Samsung has also squeezed in an Nvidia GeForce 310M graphics system to make sure that video and gaming are trades that it also masters. Naturally, that hardware makes it a seriously quick machine. So while cheaper models might look like they offer a similar spec, it might be worth investing a little more to get this kind of performance.

However, this is not your slim ‘n’ easy travelling netbook – with a  2.6Kg to match its epic proportions. But what this monster machine does offer is a luscious 15.6-inch screen to make the most of everything from HD video to crisp text in word processing documents. In fact, there’s around a £100 surcharge to upgrade to the Blu-ray version (with 500GB hard drive), but with a screen this good you’ll want to make the most of it. It is a slightly selfish viewing experience, though – with the reflections you’ll get if you’re looking at it on an angle, you’ll want to be sat squarely in front of it.

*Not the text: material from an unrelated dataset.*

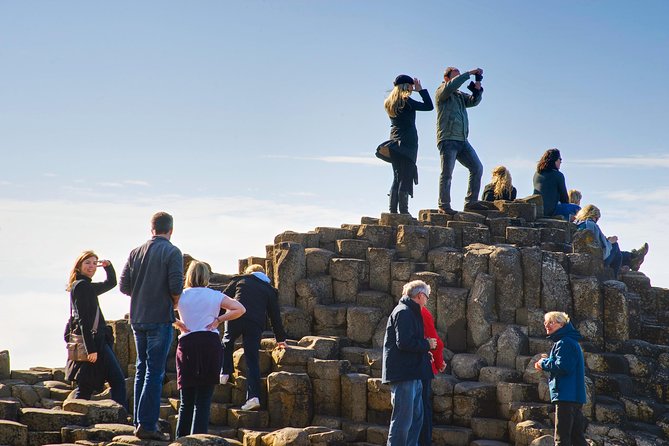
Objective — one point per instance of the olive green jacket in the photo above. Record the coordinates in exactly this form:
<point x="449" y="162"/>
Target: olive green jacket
<point x="452" y="104"/>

As for daily use, a well proportioned keyboard means you won’t mind typing on it if you decide this is going to be a full-time replacement for a desktop PC. Four LED lights cleverly highlight the mouse area when you touch it, meaning that the rest of the time it blends into the pattern. Our only slight concern is that it took a while to get used to the left and right-click mouse buttons which appear in a single bar, but a USB or wireless mouse would sort that out. And you may want to give the Samsung R580 its own space in the house though, as we typed this review on the sofa and you can feel that 2.6Kg on your knees after a while.

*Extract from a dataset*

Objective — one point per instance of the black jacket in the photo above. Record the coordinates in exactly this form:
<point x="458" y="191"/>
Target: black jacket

And making space for it isn’t really a problem. You certainly won’t be ashamed to have it sitting on a table in your living room, as the dark red model we used was well styled with a slim base and screen, attractive wavy-line pattern and georgous colour. Close the lid and it’s got a shine that’ll need dusting occasionally but won’t make it look like an ungly lump you feel the need to hide.

Should you decide to pop it in a bag and take it with you, you’ll be getting around four to four-and-a-half hours of battery life based on our standard usage. Certainly enough to handle some business before you reach another charge point or while away a decent proportion of that long-haul flight. We’d suggest packing that duster as well, mind – to get rid of the smear of your fingerprints and keep it looking as pretty as it can.

Overall, this might be an expensive machine when you stack it up next to some of its competitors, but crucially you won’t regret paying out the extra sheckles. It’s perhaps not the ideal instrument to show off video or powerpoint to an audience in a well-lit room, but as a personal computer it hits every target you’ll set it.